# My new FB dappled buckling!



## BOERKING (Jan 5, 2015)

They are on the truck! And will arrive saturday,

The sire is powerpoint, and his birth brother broought 28k
At the wild & wonderful sale.

Dam is from du biquet, Canadian bloodlines,

The buck kids are 4 months old, both are mine!


----------



## LadySecret (Apr 20, 2013)

Handsome guys! Congrats


----------



## ksalvagno (Oct 6, 2009)

Very nice!


----------



## Cedar Point Kikos (Oct 16, 2013)

Exciting!


----------



## groovyoldlady (Jul 21, 2011)

They're very handsome. Congrats!!!


----------



## Suzanne_Tyler (Jul 19, 2014)

They're beautiful!
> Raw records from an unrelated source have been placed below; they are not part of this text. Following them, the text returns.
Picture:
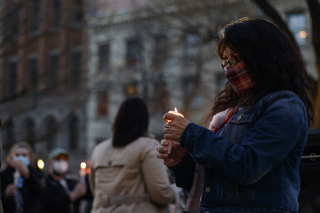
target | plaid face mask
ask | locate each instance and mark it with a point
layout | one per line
(239, 77)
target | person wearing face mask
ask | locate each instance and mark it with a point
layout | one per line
(62, 194)
(20, 187)
(248, 159)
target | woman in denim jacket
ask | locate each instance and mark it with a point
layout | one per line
(251, 152)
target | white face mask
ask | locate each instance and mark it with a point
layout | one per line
(25, 160)
(60, 167)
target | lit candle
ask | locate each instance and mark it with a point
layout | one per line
(16, 176)
(175, 112)
(82, 171)
(40, 164)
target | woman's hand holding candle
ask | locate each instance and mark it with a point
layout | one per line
(174, 129)
(176, 156)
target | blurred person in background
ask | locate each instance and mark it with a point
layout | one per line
(125, 174)
(61, 194)
(20, 187)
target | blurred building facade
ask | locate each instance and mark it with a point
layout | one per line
(43, 75)
(165, 54)
(67, 65)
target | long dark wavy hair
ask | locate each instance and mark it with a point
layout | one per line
(274, 61)
(131, 122)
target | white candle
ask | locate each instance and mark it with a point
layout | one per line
(82, 171)
(175, 112)
(16, 176)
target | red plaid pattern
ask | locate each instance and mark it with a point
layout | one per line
(239, 77)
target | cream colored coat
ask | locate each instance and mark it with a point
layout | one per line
(131, 170)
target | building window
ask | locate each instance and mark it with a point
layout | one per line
(77, 14)
(191, 92)
(192, 46)
(8, 129)
(75, 69)
(104, 57)
(34, 16)
(55, 14)
(133, 52)
(73, 128)
(30, 131)
(102, 104)
(15, 22)
(297, 25)
(160, 50)
(33, 72)
(53, 70)
(50, 126)
(161, 99)
(131, 89)
(12, 78)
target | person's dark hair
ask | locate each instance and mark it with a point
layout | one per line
(274, 61)
(131, 122)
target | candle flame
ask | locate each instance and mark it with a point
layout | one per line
(83, 165)
(40, 164)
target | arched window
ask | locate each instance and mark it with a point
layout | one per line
(30, 131)
(8, 129)
(73, 127)
(51, 133)
(34, 16)
(55, 15)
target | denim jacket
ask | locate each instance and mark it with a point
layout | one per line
(252, 164)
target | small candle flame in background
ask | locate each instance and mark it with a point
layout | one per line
(82, 171)
(83, 165)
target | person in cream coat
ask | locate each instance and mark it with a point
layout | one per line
(126, 175)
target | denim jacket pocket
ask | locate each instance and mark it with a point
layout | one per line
(238, 125)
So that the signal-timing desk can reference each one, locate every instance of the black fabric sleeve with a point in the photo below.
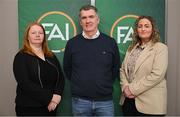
(116, 60)
(67, 62)
(27, 87)
(59, 87)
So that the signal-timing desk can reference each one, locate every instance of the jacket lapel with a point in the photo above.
(143, 56)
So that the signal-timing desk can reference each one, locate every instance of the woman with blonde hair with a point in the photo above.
(39, 77)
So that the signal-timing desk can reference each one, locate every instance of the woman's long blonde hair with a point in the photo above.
(26, 46)
(155, 36)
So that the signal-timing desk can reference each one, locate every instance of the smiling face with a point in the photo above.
(89, 21)
(36, 35)
(144, 29)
Congrats!


----------



## nancy d (Oct 5, 2007)

Oooh la LA!


----------



## BOERKING (Jan 5, 2015)

thanks guys! im excited


----------



## toth boer goats (Jul 20, 2008)

So exciting.


----------



## BOERKING (Jan 5, 2015)

New pics arrived couple days ago! I sectioned off a barn for them, didn't have time to put a grain feeder on the walls lol


----------



## minibarn (Jul 20, 2010)

Very nice! And which herd did they come from?


----------



## BOERKING (Jan 5, 2015)

Thanks; and High octane


----------



## Crossroads Boers (Feb 19, 2011)

Congrats!!!!!


----------



## lottsagoats1 (Apr 12, 2014)

Very nice! Congrats on your boys.


----------